Post
Topic
Board Speculation
Re: $1200
by
2legit2
on 25/02/2017, 20:33:47 UTC
bitcoin prices really go up and almost touched the $ 1,200 price. I believe, tomorrow for sure the price has exceeded $ 1,200. the speed of price increase is happening so fast. I just hope that these prices will be completely stable in the long term.
I think the price will still not touch at $1200 value and i think the price could be still stay long in this price.. or the price could be decrease soon..
Just lets hope that the price of bitcoin will not go down below $1000 if its  happen the price could be increase and touch to $1200.


What do you guys mean? 1220 was hit last night. We've already hit 1200 several times
that's true, the next big stop is going to be 1300 dollars and i think it can be achieved pretty soon if the price does not get dumped any time soon, i hope that we are not in just a pump and dump at the moment.

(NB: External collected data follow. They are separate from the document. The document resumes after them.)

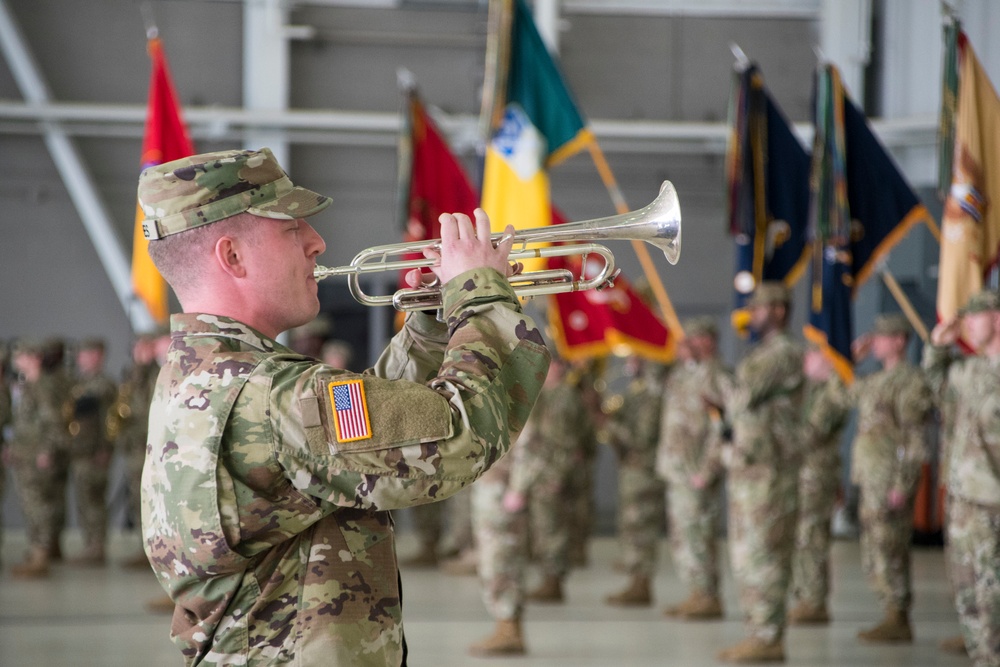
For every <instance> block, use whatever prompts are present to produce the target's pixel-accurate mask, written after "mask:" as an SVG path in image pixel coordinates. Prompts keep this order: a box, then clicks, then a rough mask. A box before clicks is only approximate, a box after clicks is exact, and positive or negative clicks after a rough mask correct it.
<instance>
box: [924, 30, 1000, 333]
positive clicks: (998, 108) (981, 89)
mask: <svg viewBox="0 0 1000 667" xmlns="http://www.w3.org/2000/svg"><path fill="white" fill-rule="evenodd" d="M953 29H954V31H955V34H954V38H953V39H952V40H948V39H947V33H946V47H948V46H949V45H950V46H951V48H953V49H955V50H956V54H957V55H956V60H957V63H958V76H957V79H956V80H955V83H956V84H957V91H956V95H955V110H954V128H953V129H951V128H946V127H944V125H942V132H944V133H945V138H947V136H948V133H949V130H950V132H951V136H952V137H953V142H954V144H953V145H954V151H953V153H952V156H951V157H952V159H951V160H950V161H949V162H950V170H949V171H947V172H945V173H946V174H947V175H948V176H950V187H949V188H948V195H947V198H946V199H945V204H944V214H943V216H942V217H943V219H942V224H941V227H942V229H941V256H940V264H939V268H938V293H937V312H938V318H939V319H941V320H946V319H949V318H951V317H953V316H954V315H955V314H956V313H957V312H958V310H959V308H961V307H962V306H963V305H965V302H966V301H968V299H969V297H970V296H972V295H973V294H975V293H976V292H978V291H980V290H981V289H982V288H983V286H984V280H985V277H986V274H987V273H988V272H989V271H990V270H991V269H992V268H994V267H995V266H997V261H998V259H1000V206H997V204H996V202H998V201H1000V98H998V97H997V92H996V89H995V88H994V87H993V84H992V83H991V82H990V79H989V77H988V76H987V74H986V72H985V70H984V69H983V67H982V65H981V64H980V62H979V60H978V58H976V53H975V51H974V50H973V48H972V45H971V44H969V42H968V39H966V37H965V34H964V33H962V32H961V28H960V26H958V25H955V26H954V28H953ZM946 57H947V54H946ZM945 75H946V76H947V75H948V72H947V68H946V71H945ZM946 101H947V100H946ZM946 122H948V117H947V115H945V116H944V117H943V118H942V123H946Z"/></svg>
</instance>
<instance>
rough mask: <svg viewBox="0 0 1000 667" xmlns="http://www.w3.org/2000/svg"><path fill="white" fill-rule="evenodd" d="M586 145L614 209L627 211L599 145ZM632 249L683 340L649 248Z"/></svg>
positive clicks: (609, 169) (622, 195) (668, 322)
mask: <svg viewBox="0 0 1000 667" xmlns="http://www.w3.org/2000/svg"><path fill="white" fill-rule="evenodd" d="M587 147H588V149H589V150H590V156H591V158H592V159H593V160H594V166H596V167H597V173H599V174H600V175H601V180H602V181H603V182H604V187H605V188H607V190H608V195H610V197H611V201H612V202H613V203H614V206H615V209H616V210H617V211H618V212H619V213H627V212H628V210H629V208H628V204H627V203H626V202H625V197H624V195H622V191H621V188H620V187H619V186H618V181H616V180H615V175H614V173H612V171H611V167H610V166H609V165H608V161H607V159H606V158H605V157H604V152H603V151H602V150H601V147H600V146H599V145H598V143H597V141H596V140H591V141H589V142H587ZM632 249H633V250H635V254H636V256H637V257H638V258H639V263H640V264H641V265H642V271H643V273H644V274H645V276H646V280H648V281H649V286H650V288H652V290H653V294H654V295H655V296H656V302H657V303H658V304H659V306H660V309H661V310H662V311H663V318H664V319H665V320H666V321H667V326H669V327H670V330H671V331H672V332H676V333H677V340H683V339H684V329H683V328H682V327H681V322H680V320H679V319H678V318H677V311H675V310H674V305H673V304H672V303H671V302H670V297H669V296H667V290H666V289H664V287H663V282H662V281H661V280H660V276H659V274H658V273H657V271H656V266H655V265H654V264H653V258H652V257H650V256H649V249H648V248H646V245H645V244H644V243H643V242H642V241H632Z"/></svg>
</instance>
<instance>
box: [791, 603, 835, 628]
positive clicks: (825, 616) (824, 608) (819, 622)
mask: <svg viewBox="0 0 1000 667" xmlns="http://www.w3.org/2000/svg"><path fill="white" fill-rule="evenodd" d="M788 622H789V623H790V624H791V625H826V624H827V623H829V622H830V612H828V611H827V610H826V605H825V604H822V605H816V606H813V605H811V604H809V603H808V602H800V603H798V604H797V605H795V608H794V609H792V610H791V611H790V612H788Z"/></svg>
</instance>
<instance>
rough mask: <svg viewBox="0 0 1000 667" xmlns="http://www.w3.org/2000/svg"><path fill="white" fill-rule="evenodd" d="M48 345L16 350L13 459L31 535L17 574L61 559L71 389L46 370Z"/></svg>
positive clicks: (20, 501)
mask: <svg viewBox="0 0 1000 667" xmlns="http://www.w3.org/2000/svg"><path fill="white" fill-rule="evenodd" d="M45 352H46V350H45V346H42V345H39V344H34V343H27V342H25V343H19V344H18V346H17V347H16V348H15V350H14V367H15V369H16V370H17V372H18V383H17V386H16V388H15V395H14V401H13V404H14V410H13V437H12V439H11V443H10V460H11V463H12V464H13V466H14V477H15V480H16V482H17V491H18V496H19V499H20V503H21V511H22V512H23V513H24V518H25V524H26V527H27V533H28V553H27V556H26V558H25V561H24V563H22V564H20V565H15V566H14V567H13V568H12V569H11V572H12V574H13V575H14V576H16V577H23V578H38V577H46V576H48V574H49V564H50V563H51V561H52V560H55V559H57V558H61V557H62V554H61V551H60V549H59V533H60V531H61V530H62V525H63V524H62V519H61V517H62V516H64V513H65V477H64V476H62V475H61V473H60V471H61V470H63V468H64V467H63V466H62V465H61V464H60V462H59V459H60V458H61V457H65V454H66V436H67V430H66V427H67V424H66V419H65V416H64V414H63V402H62V398H63V397H65V396H66V393H65V387H64V386H63V384H62V383H60V382H59V381H58V377H57V376H56V375H55V374H52V373H46V372H45V370H44V368H43V366H44V361H45Z"/></svg>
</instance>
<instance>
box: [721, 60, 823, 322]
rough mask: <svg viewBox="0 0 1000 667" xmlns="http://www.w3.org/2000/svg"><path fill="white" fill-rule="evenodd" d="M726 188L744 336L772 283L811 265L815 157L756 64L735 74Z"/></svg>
mask: <svg viewBox="0 0 1000 667" xmlns="http://www.w3.org/2000/svg"><path fill="white" fill-rule="evenodd" d="M729 119H730V120H729V122H730V135H729V143H728V147H727V160H726V185H727V195H728V196H727V206H728V216H727V217H728V221H729V231H730V234H732V236H733V238H734V240H735V242H736V267H735V268H736V270H735V275H734V279H733V287H734V288H735V304H734V311H733V318H732V319H733V325H734V327H735V328H736V330H737V331H739V332H741V333H742V332H744V330H745V328H746V323H747V319H748V318H747V313H746V310H745V306H746V302H747V299H749V297H750V295H751V294H752V293H753V291H754V289H755V288H756V287H757V285H759V284H760V283H761V282H762V281H764V280H777V281H781V282H783V283H784V284H785V285H787V286H789V287H791V286H792V285H794V284H795V283H796V282H797V281H798V279H799V278H800V277H801V276H802V274H803V272H804V269H805V265H806V263H807V262H808V257H809V253H808V241H807V229H808V225H807V221H808V214H809V155H808V154H807V153H806V151H805V149H804V148H803V147H802V144H800V143H799V140H798V139H797V138H796V137H795V134H794V133H793V132H792V128H791V126H790V125H789V123H788V120H787V119H786V118H785V116H784V114H783V113H782V111H781V109H780V108H779V107H778V105H777V104H775V102H774V100H773V99H772V98H771V96H770V94H769V93H768V91H767V87H766V86H765V85H764V77H763V75H762V74H761V71H760V69H759V68H758V67H757V66H756V65H755V64H750V65H749V66H747V67H745V68H742V69H739V70H737V71H736V72H735V76H734V79H733V87H732V92H731V95H730V105H729Z"/></svg>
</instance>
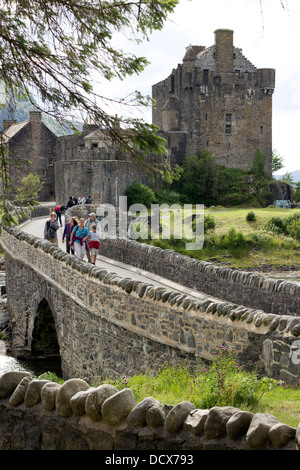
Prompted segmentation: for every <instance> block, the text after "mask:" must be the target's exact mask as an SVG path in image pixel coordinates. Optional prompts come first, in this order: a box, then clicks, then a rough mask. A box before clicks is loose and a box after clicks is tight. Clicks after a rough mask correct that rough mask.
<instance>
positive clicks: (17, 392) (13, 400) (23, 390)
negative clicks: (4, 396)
mask: <svg viewBox="0 0 300 470" xmlns="http://www.w3.org/2000/svg"><path fill="white" fill-rule="evenodd" d="M31 380H32V377H31V376H28V377H23V379H22V380H21V382H20V383H19V385H17V388H16V389H15V390H14V392H13V394H12V396H11V397H10V399H9V403H10V404H11V405H12V406H18V405H20V403H23V401H24V399H25V394H26V390H27V387H28V385H29V383H30V382H31Z"/></svg>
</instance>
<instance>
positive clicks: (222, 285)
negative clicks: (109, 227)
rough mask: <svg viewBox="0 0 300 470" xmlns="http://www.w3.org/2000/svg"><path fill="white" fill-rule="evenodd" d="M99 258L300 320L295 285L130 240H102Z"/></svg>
mask: <svg viewBox="0 0 300 470" xmlns="http://www.w3.org/2000/svg"><path fill="white" fill-rule="evenodd" d="M100 254H102V255H103V256H107V257H109V258H113V259H115V260H118V261H121V262H124V263H127V264H130V265H132V266H136V267H138V268H140V269H145V270H147V271H150V272H152V273H155V274H159V275H160V276H162V277H165V278H167V279H170V280H174V279H176V282H178V283H179V284H181V285H184V286H186V287H189V288H191V289H195V290H196V291H200V292H204V293H205V294H208V295H213V296H215V297H218V298H219V299H223V300H226V301H229V302H234V303H237V304H238V305H245V306H246V307H251V308H255V309H262V310H263V311H265V312H267V313H274V314H278V315H283V316H284V315H293V316H295V317H298V316H299V310H300V286H299V285H298V284H297V283H295V282H290V281H282V280H280V279H279V280H274V279H269V278H267V277H265V276H262V275H260V274H258V273H255V272H246V271H245V272H243V271H240V270H237V269H232V268H227V267H220V266H216V265H215V264H213V263H209V262H207V261H199V260H197V259H193V258H191V257H189V256H184V255H181V254H180V253H176V252H175V251H174V250H163V249H161V248H159V247H155V246H150V245H146V244H143V243H139V242H137V241H134V240H130V239H117V238H105V239H104V240H102V242H101V251H100Z"/></svg>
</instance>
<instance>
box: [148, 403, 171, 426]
mask: <svg viewBox="0 0 300 470" xmlns="http://www.w3.org/2000/svg"><path fill="white" fill-rule="evenodd" d="M165 420H166V415H165V413H164V410H163V408H162V406H161V405H160V404H159V405H152V406H150V408H148V410H147V412H146V423H147V425H148V426H150V427H152V428H159V427H160V426H163V425H164V424H165Z"/></svg>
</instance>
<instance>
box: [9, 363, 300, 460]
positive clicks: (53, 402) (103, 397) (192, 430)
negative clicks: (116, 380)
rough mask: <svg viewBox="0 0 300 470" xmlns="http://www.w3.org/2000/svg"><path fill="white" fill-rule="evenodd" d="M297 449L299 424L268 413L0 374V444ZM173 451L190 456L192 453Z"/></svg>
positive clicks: (72, 446)
mask: <svg viewBox="0 0 300 470" xmlns="http://www.w3.org/2000/svg"><path fill="white" fill-rule="evenodd" d="M299 449H300V424H299V425H298V427H297V428H293V427H291V426H288V425H286V424H284V423H281V422H280V421H279V420H278V419H277V418H276V417H275V416H274V415H272V414H269V413H256V414H253V413H251V412H248V411H242V410H240V409H238V408H234V407H231V406H225V407H218V406H216V407H213V408H211V409H205V410H203V409H196V407H195V406H194V404H193V403H191V402H188V401H183V402H181V403H178V404H176V405H174V406H173V405H168V404H163V403H160V402H159V401H158V400H156V399H154V398H152V397H147V398H145V399H144V400H142V401H141V402H139V403H136V399H135V397H134V394H133V392H132V390H131V389H130V388H124V389H123V390H121V391H118V390H117V389H116V388H115V387H114V386H112V385H109V384H103V385H100V386H99V387H90V386H89V385H88V383H87V382H86V381H84V380H82V379H76V378H75V379H70V380H67V381H66V382H64V383H63V384H62V385H60V384H57V383H54V382H50V381H48V380H39V379H35V378H33V377H32V376H31V375H30V373H28V372H23V371H18V372H7V373H5V374H3V375H2V376H1V377H0V450H102V451H105V450H114V451H116V450H127V451H128V450H134V451H136V450H147V451H151V450H155V451H163V455H162V457H164V456H165V457H166V455H165V454H166V451H173V453H174V451H175V452H176V453H178V451H180V450H184V451H188V450H190V451H191V450H273V451H274V450H299ZM109 455H110V457H112V455H111V454H109ZM128 455H129V456H128ZM133 456H134V458H135V459H136V460H135V462H136V463H137V462H138V459H139V457H138V454H136V453H135V454H132V456H131V457H130V454H128V453H127V458H126V461H125V462H126V463H127V464H128V463H133V462H131V461H130V460H128V458H129V459H131V458H132V457H133ZM145 457H146V458H147V456H146V454H143V458H145ZM152 457H153V459H155V457H156V458H158V457H159V455H157V454H156V455H153V456H152ZM185 457H186V458H187V460H186V462H184V461H183V460H182V459H183V458H185ZM148 458H149V457H148ZM171 458H173V459H174V458H175V455H173V456H172V455H171ZM177 458H180V460H177V462H178V463H181V464H183V463H186V464H192V463H196V462H195V461H194V459H195V458H196V454H193V453H191V454H190V455H189V454H182V455H177ZM165 462H166V461H161V462H160V463H165ZM117 463H121V461H118V462H117ZM148 463H151V464H153V463H155V462H154V460H152V461H151V462H148ZM156 463H157V462H156ZM168 463H173V464H175V463H176V462H175V461H174V460H173V461H168ZM133 466H136V465H133Z"/></svg>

Even if it gets rejected and I believe it WILL get rejected, I think they price might stay up.
Totally exspected, due to halving effects. If it has been fivehundreds before halving, you can experience 2x of that afterwards.
The price doesn't have to double after halving, it is about buyers and sellers. Take the first halving for example.
Remember also that with each halving there is 50% less coins left to be mined. That means more coins in the circulation and presumably more hands that want to dump it, if the price to sell is attractive. That has to be compensated by more new money flowing in, otherwise the price will decline.

The first has been more influenced by emission rate, since there had not been millions of BTCs floating around. For a currency that got dubbed beeing deflationary by nature the inflation has been horrendous high.
Today one needs a way bigger lever to move this big mass of a $18,000,000,000 Marketcap. Only the blocksize debate could mess with it, not a single trading entity. If Segwit fails, BU stuck, people loosing patience perhaps.
That is exactly why the price has absolutely no conection (or very little) to halving. Halving may be used as a an excuse to pump the coin, but in the long run, it is as you wrote: you have more coins in circulation and thus you need each time more new money flowing in, in order to keep it going.
it is funny to see how people say that it does not have any impact on the price, I mean just think about it, it gets harder and harder to get bitcoins while the demand increases and increases over time, then of course the price grows in a long term.